- Silva Location within the state of Missouri
- Coordinates: 37°10′34″N 90°27′49″W﻿ / ﻿37.17611°N 90.46361°W
- Country: United States
- State: Missouri
- County: Wayne
- Elevation: 404 ft (123 m)
- Time zone: UTC-6 (Central (CST))
- • Summer (DST): UTC-5 (CDT)
- ZIP code: 63964
- Area code: 573
- GNIS feature ID: 752158

= Silva, Missouri =

Silva is an unincorporated community in Wayne County, Missouri, United States.

==History==
A post office called Silva has been in operation since 1902. An early postmaster gave the community the name of one of her acquaintances.

Silva is home to Camp Lewallen, a Boy Scout Camp serving the Scouts of the Greater St. Louis Area Council. It has a replica statue of the Strengthen the Arm of Liberty.

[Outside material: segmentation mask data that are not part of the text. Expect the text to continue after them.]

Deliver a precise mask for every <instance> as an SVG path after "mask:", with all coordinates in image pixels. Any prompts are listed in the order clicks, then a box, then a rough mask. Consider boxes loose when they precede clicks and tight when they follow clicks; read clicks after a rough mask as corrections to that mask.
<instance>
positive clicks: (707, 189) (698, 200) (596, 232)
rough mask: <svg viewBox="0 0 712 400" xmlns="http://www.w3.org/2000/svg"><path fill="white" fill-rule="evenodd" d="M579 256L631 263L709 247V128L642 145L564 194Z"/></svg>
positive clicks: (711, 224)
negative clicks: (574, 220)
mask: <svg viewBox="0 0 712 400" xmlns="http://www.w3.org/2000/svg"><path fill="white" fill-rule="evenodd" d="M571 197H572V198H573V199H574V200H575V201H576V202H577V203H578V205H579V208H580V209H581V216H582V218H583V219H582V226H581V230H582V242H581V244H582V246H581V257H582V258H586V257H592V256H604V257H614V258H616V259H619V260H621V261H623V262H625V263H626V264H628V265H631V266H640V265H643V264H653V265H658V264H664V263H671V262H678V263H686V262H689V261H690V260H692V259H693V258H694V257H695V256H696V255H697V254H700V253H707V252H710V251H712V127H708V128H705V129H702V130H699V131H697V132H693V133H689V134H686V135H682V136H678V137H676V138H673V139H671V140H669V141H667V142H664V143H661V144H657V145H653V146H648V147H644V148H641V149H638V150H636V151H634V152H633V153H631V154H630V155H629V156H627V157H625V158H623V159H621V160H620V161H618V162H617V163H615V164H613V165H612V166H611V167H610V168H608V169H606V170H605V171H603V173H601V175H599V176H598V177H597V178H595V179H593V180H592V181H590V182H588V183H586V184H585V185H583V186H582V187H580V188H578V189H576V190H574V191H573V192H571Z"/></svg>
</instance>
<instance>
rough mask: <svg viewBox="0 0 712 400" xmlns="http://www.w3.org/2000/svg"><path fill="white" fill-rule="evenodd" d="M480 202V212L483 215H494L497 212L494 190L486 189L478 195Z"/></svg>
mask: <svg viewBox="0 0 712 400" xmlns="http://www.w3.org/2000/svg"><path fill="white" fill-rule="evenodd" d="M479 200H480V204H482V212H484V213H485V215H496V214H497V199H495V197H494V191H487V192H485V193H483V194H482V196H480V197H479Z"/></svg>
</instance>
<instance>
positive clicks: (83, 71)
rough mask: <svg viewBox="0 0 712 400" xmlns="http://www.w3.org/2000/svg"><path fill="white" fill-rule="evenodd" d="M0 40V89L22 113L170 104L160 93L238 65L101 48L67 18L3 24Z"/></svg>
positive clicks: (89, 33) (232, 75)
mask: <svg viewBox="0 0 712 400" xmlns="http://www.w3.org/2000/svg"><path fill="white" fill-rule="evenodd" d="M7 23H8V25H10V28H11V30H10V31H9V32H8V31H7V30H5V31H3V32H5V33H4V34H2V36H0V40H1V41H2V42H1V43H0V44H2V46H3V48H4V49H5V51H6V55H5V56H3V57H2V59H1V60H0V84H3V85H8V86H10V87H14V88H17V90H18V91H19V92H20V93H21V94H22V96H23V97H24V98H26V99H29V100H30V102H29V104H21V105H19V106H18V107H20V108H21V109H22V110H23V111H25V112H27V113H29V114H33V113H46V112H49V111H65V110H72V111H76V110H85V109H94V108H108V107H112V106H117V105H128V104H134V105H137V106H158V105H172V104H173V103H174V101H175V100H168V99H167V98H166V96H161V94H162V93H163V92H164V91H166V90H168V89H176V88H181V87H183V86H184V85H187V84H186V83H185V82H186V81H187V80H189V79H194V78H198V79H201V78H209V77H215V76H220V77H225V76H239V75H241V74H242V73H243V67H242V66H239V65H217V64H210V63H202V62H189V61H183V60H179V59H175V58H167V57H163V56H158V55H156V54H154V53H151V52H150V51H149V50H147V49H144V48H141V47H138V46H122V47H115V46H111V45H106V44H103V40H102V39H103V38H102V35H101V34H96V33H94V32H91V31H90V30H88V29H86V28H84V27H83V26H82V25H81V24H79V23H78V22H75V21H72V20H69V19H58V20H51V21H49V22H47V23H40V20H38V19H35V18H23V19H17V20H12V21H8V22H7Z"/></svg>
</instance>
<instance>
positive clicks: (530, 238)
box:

Silva was struck by three tornadoes. The first one struck the town on May 21, 1957, hitting four farms, damaging other structures, and unroofing a few houses. The second one struck on May 25, 2011. A camper, a mobile home, and several vehicles were destroyed, churches were damaged, and many roads were blocked by fallen trees. Two people were injured by one of those fallen trees. In the 2011 Super Outbreak, it was also struck by an F1 tornado, which damaged the side of a church and downed several trees.

==Geography==
Silva is located on U.S. Route 67 just south of Missouri Route 34, approximately thirteen miles east of Piedmont and three miles north of Greenville. The community is at the north end of Lake Wappapello and the St. Francis River flows past one mile to the west. The tributary of the St. Francis River, Hubble Creek, and its tributaries, Peters Branch, Frazier Creek and Bounds Creek, also flow through Silva. The community has access to Sam A. Baker State Park from the west.

==Education==
Silva is served by the Greenville R-II School District in nearby Greenville. The community is also home to New Hope Christian Academy.